Friday, July 16, 2010

 

"Buying" Into Faith

A Church for Starving Artists wonders if consumerism ruined he institutional church both from within (think megachurch) and from without (think 9:30AM showing at the local cineplex.) She concludes:
This has contributed to the demise of the church culture. And yet, in the long run, this is not such a bad thing. We who no longer want the church to be "a place where things happen" or "a vendor of religious goods and services" are forced to acknowledge that the church is Biblically something much more profound and eternal: we are the church. We are the Body of Christ - people God has sent out into the world to bless the world.

We gather - and not merely on Sunday mornings - to be equipped and sent out. Those of us who choose this way of life are no longer content to choose something lesser. No longer do we choose to "go to church." No longer do we choose to "use the church" for weddings and funerals, for social and educational activities. No longer is the point to be a committed church member. We choose to be committed followers of the way of Jesus.

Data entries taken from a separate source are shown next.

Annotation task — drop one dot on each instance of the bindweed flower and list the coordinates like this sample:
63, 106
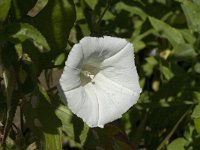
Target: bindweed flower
100, 81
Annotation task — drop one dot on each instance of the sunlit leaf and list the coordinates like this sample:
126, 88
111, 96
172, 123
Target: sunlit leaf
55, 21
72, 125
182, 52
166, 72
192, 13
23, 31
166, 31
177, 144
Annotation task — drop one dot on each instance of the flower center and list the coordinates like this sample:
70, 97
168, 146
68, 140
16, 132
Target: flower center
88, 73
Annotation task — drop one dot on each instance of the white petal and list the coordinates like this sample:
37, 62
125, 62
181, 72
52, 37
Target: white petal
115, 87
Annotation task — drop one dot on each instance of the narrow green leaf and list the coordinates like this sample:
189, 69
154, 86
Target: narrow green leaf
177, 144
52, 141
149, 66
183, 51
197, 124
72, 125
192, 13
188, 36
131, 9
166, 72
196, 112
197, 67
166, 31
92, 3
24, 31
4, 9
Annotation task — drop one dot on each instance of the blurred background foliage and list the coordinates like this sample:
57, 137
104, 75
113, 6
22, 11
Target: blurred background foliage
35, 39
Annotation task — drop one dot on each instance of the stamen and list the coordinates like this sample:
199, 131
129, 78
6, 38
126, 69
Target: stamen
88, 74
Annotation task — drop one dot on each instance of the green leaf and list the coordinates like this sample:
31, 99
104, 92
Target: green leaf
196, 112
197, 124
166, 31
149, 66
182, 52
188, 36
55, 21
41, 119
4, 9
197, 67
131, 9
52, 141
177, 144
72, 125
192, 13
60, 59
20, 9
92, 3
24, 31
40, 4
166, 72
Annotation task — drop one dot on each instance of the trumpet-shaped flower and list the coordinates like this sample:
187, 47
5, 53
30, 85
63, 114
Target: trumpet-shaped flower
100, 81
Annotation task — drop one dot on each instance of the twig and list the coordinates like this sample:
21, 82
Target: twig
172, 131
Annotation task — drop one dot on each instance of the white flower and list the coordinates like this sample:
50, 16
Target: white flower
100, 81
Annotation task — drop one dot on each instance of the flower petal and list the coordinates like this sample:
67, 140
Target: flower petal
115, 86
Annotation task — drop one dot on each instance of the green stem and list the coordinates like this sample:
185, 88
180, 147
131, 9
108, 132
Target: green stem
172, 132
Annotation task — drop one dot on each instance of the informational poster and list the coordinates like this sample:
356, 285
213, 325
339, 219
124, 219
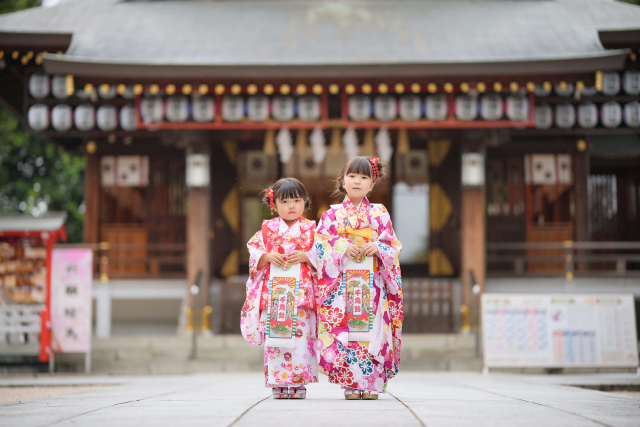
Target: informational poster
559, 330
71, 277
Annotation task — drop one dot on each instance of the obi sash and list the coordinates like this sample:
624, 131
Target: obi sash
357, 286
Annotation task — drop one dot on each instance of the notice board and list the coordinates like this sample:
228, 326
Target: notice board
559, 330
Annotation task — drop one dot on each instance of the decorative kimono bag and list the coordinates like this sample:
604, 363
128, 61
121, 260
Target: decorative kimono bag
357, 286
282, 312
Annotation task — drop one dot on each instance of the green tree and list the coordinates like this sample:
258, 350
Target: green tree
37, 176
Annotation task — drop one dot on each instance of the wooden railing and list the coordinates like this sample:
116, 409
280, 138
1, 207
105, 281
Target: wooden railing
567, 259
160, 260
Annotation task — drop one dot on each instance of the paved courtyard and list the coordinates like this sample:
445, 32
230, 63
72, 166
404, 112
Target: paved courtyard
238, 399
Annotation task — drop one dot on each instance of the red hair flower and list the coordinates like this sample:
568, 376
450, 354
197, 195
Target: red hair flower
374, 164
270, 197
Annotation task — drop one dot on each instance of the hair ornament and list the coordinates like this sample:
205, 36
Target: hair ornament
271, 202
374, 164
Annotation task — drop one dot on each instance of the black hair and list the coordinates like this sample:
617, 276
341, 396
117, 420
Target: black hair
360, 165
287, 188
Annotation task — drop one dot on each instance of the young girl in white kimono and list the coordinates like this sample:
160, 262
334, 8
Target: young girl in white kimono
353, 229
288, 238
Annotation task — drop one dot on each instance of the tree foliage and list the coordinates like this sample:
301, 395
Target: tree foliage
37, 176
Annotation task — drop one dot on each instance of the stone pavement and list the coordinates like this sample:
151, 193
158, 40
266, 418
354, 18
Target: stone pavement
414, 399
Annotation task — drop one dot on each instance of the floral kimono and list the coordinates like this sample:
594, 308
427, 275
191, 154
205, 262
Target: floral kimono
362, 365
283, 367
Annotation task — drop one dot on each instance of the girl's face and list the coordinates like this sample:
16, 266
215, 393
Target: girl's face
290, 209
357, 185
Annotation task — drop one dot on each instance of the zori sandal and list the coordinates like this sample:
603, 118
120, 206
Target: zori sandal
297, 392
351, 394
369, 395
280, 393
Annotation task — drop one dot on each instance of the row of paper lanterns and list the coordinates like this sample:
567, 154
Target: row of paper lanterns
257, 108
587, 115
612, 83
491, 106
84, 117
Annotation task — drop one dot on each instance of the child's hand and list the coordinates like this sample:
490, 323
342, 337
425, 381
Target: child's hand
370, 249
298, 257
276, 258
353, 251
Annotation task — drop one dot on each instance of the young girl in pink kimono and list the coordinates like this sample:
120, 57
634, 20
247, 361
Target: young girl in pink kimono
288, 238
348, 230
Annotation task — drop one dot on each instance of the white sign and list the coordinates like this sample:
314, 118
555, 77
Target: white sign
71, 279
258, 108
85, 117
587, 115
309, 108
38, 117
437, 107
559, 330
491, 107
62, 117
107, 117
282, 108
543, 116
359, 108
39, 85
410, 107
385, 108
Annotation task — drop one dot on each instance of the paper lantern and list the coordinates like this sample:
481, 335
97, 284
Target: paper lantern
59, 87
151, 109
564, 90
39, 85
587, 115
84, 117
128, 118
631, 82
129, 92
517, 107
359, 108
632, 114
258, 108
309, 108
177, 108
611, 114
385, 108
563, 162
203, 108
232, 108
282, 108
491, 106
543, 116
542, 90
107, 117
108, 171
132, 171
62, 117
38, 117
542, 169
109, 94
410, 108
611, 83
436, 107
565, 115
466, 107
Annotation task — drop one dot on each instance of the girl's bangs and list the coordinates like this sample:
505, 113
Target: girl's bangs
360, 165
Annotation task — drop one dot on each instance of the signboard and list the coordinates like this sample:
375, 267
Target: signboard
71, 277
559, 330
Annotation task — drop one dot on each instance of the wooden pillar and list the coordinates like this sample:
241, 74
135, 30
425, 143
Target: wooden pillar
91, 199
198, 208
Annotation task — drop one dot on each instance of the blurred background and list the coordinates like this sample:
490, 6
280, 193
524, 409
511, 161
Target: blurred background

Or at least we are trying to do this. But the paradigm shift is huge.

I love the church. I even love my generation, although it sometimes embarrasses me. But I really love trying to figure out how to please God. It involves choosing to devote my life to something different than the Constantian Church.
I wish I could agree with her, but I see so few making the choices she describes. Most I see choose either to ride the old church down or try to turn into the consumeristic church. The church seems to thrash around looking for survival, but never seems to latch on to the one thing that will actually save it. Like someone drowning within arm's reach of shore that just never reaches out.

What I do know is this - consumerism in the forms discussed is the symptom, not the illness - the illness is the fact that we will not reach for the shore. We often do not even acknowledge we are drowning - we feel no need to reach for the shore.

The consumeristic church rose from the problems that its predecessors had, but all it did was substitute problems, becasue the problem is not in how we do church, its in us - we are sinners. We have to start with that.

Confession is the key to moving forward.